My chicken adventures began with taking care of my neighbor’s chicken when she went on vacation. I would release them from their coop in the morning, ensure there was sufficient food and water, and through various stratagems get them back in their coop late afternoon. My neighbor provided the food and I kept the eggs as reward.
My barn came with an old coop on the side. Both were damaged when, during a storm, an adjacent tree somehow managed to relocate itself on the barn roof. I removed the tree with tractor and chains and repaired the damage.
The inside of the coop had been gutted so I installed an interior partition for the chicken – you can see a recycled white door forming part of the partition. Also I located in Georgia a nesting box fabricator and visited and purchased from him the 6 hole nesting box seen mounted on the partition wall. As shown, the coop is fully enclosed and has a small exercise courtyard beyond the partition – sounds like a prison but the inmates are sequestered only during the night and, I like to believe, are happy with their lot.

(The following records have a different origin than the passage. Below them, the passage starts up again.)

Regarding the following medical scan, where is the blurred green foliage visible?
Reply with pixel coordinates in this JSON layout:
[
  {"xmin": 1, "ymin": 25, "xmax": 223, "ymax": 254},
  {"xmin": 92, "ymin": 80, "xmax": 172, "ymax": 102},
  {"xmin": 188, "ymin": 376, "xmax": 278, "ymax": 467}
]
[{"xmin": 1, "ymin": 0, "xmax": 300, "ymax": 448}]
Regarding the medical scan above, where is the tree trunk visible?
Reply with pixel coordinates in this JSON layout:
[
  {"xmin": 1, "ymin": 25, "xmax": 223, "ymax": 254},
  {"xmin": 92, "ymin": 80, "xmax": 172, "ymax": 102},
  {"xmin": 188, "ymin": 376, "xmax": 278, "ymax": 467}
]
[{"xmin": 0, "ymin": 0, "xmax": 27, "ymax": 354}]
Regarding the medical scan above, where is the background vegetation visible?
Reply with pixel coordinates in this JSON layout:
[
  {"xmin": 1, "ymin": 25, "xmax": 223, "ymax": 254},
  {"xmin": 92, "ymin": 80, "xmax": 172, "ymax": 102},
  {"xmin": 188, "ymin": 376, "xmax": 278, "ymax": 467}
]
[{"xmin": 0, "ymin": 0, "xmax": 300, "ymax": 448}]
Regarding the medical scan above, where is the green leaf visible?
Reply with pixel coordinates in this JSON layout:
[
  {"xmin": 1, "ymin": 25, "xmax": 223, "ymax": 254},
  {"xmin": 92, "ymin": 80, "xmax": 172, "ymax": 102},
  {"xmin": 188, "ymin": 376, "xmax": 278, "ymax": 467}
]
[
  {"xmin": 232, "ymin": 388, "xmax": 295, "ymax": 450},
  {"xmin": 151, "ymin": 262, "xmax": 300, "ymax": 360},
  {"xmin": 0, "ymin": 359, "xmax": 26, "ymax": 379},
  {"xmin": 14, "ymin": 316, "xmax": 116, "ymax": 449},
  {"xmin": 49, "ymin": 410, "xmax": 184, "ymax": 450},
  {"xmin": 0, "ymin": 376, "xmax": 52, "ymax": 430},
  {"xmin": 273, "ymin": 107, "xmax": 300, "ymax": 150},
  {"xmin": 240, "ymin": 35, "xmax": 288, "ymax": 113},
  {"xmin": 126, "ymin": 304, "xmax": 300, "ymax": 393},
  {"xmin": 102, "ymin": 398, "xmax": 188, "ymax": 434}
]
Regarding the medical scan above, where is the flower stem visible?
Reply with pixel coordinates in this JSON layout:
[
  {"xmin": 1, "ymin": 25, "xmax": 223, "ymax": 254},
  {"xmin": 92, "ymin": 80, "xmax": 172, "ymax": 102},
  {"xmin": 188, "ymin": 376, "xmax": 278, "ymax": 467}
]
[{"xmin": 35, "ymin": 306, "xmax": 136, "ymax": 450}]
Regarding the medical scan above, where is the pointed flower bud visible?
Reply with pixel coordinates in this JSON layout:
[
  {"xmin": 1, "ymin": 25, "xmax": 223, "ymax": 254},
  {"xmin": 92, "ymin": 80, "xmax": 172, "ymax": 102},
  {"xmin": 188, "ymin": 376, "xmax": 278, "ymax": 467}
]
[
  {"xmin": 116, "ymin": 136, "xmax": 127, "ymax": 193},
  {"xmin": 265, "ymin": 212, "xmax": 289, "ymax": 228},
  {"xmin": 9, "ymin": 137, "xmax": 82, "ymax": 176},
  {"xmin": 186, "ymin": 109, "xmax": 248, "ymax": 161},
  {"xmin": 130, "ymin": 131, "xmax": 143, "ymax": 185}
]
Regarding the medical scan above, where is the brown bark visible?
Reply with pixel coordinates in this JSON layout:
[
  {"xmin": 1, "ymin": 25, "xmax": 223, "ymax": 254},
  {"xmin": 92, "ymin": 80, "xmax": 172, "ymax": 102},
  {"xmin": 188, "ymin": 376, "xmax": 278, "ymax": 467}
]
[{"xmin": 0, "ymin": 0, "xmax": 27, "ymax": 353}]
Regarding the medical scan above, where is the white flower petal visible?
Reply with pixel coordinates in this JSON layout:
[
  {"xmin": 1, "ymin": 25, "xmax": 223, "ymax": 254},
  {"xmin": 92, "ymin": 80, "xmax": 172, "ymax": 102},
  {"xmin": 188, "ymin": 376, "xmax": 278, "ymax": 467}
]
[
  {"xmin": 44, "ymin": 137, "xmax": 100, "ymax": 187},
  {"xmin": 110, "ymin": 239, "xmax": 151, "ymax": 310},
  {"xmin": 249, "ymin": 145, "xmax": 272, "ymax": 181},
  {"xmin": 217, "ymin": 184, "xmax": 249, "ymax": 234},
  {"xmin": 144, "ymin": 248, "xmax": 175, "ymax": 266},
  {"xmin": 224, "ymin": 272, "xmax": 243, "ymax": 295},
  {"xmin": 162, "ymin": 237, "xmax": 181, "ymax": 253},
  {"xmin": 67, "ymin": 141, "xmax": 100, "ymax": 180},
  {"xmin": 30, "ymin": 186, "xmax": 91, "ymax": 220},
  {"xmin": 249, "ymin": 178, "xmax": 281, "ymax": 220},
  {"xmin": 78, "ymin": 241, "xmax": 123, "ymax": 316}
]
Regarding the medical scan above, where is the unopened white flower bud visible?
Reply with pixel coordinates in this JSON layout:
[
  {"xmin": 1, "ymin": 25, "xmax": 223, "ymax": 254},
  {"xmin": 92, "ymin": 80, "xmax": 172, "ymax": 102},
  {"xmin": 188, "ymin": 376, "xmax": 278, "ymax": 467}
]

I erected a fence adjoining the coop for their day exercise yard. If you look at subsequent posts you will see how I fastened criss-crossing yellow rope to the tops of the fence posts to deter aerial predators.
After hosting my neighbor’s 6 chicken for 2 weeks without incident, and receiving an average of 4 eggs a day, I took the plunge and acquired 8 week old chicks – 2 Buff Orpington (one of which is a rooster), 2 Speckled Sussex, 2 New Jersey Giants and 2 Golden Comets -see the Comets below. Initially the group ostracized the Comets and I had to provide a separate feeding tray for the Comets but, as the Comets have grown and since they are smart and quick, the group has accepted them. Egg bearing and early morning rooster calls are still some weeks away.